5. **Teardown**: nothing to do — Modal scaled to zero. `modal app stop` only if a run is hung.

RunPod alternative (if you want an interactive box): start pod → `git clone` → run → `git push`
results → **`runpodctl remove pod <id>`** (or Stop in the UI). Set an **idle auto-terminate** so a
forgotten box can't bleed money.

## What runs on the GPU (in cost order — cheap validation first)
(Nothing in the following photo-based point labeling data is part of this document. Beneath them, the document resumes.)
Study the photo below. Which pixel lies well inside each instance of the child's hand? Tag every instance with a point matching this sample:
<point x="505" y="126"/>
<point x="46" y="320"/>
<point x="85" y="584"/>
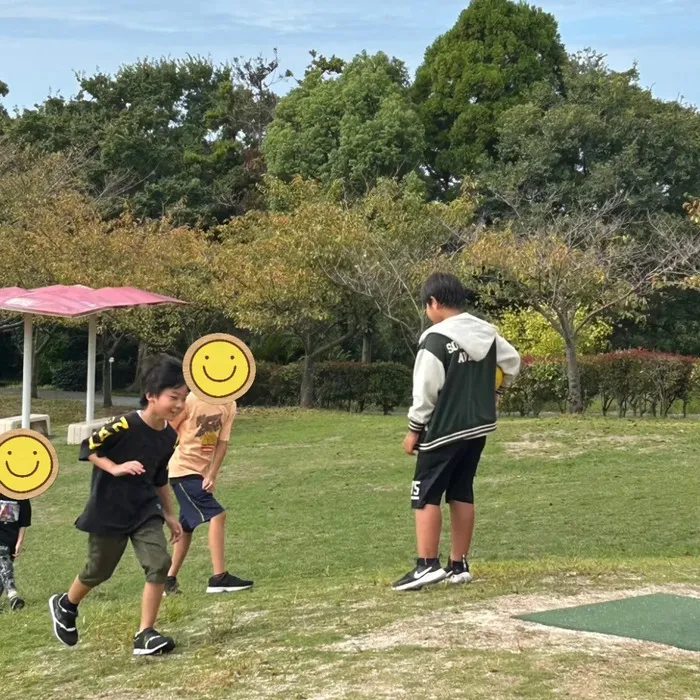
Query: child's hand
<point x="175" y="528"/>
<point x="410" y="443"/>
<point x="132" y="468"/>
<point x="209" y="483"/>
- **Phase 1 — modality validation (~minutes, ~$1):** co-fold each known binder + 2 negative
  controls (caffeine, hydroxyurea) into each target (Hb, PKR, HDAC2) and check the **known binder
  has the highest Boltz-2 P(binder)** for its own target — the discrimination Vina couldn't manage
  on metal/covalent/allosteric modes. (Ranking uses P(binder), not the raw affinity value, whose
  sign is version-dependent.) Pose-RMSD vs crystal is a deeper check but needs receptor
  superposition (align predicted protein to crystal, transform ligand) — a later refinement. If
  Phase 1 passes, the modality is real; if not, stop before paying for a screen.
- **Phase 2 — screen (~tens of minutes, a few $):** run the ~300-drug set (or a focused subset)
  against the sickle targets; rank by Boltz-2 predicted affinity; redo the §12.4 positive-control
  recovery test. Output a ranked CSV, same shape as the connectivity `ranked_candidates`.

## Model choice

- **Boltz-2** (MIT, pip-installable) — predicts the protein–ligand complex **and** a binding
  affinity → directly gives a rankable score. Primary choice. Fits a 24–40 GB GPU for these
  single-domain targets.
- **DiffDock-L** — lighter, pose-only (needs a separate scorer); fallback if Boltz memory is tight.
- GPU: an **L4 (24 GB, ~$0.6–0.8/hr)** or **A10/L40S (24–48 GB)** is plenty; no multi-GPU, no A100
  needed for these sizes.

## Cost controls (the save-money checklist)

- Serverless (Modal) → **zero idle cost** by construction; or an **idle-timeout** auto-kill on a box.
- **Cache weights** in a persistent volume — re-downloading 5 GB on a $1/hr GPU is wasted money.
- **Validate on one target before screening** — don't pay for a 300-drug screen until Phase 1 passes.
- Prefer **spot/interruptible** for the batch screen (Phase 2 is restartable).
- Keep prep (Meeko/RDKit) and result-scoring on the **laptop**; only the model forward pass needs GPU.
- Estimated total to validate + a first screen: **~$5–15**, not a standing bill.

## Repo integration

- `gpu/modal_app.py` — the Modal app (skeleton committed alongside this plan).
- Results land in `data/processed/binding/` (gitignored) + a small committed summary.
- Pin model + weights version in the image for reproducibility.

## Next step

Scaffold `gpu/modal_app.py` for Phase-1 validation (3 known binders), do a dry run locally
(`modal run --detach`? no — just `modal run`), confirm cost, then Phase 2. Requires a Modal account
+ `pip install modal` + `modal token new` (one-time auth).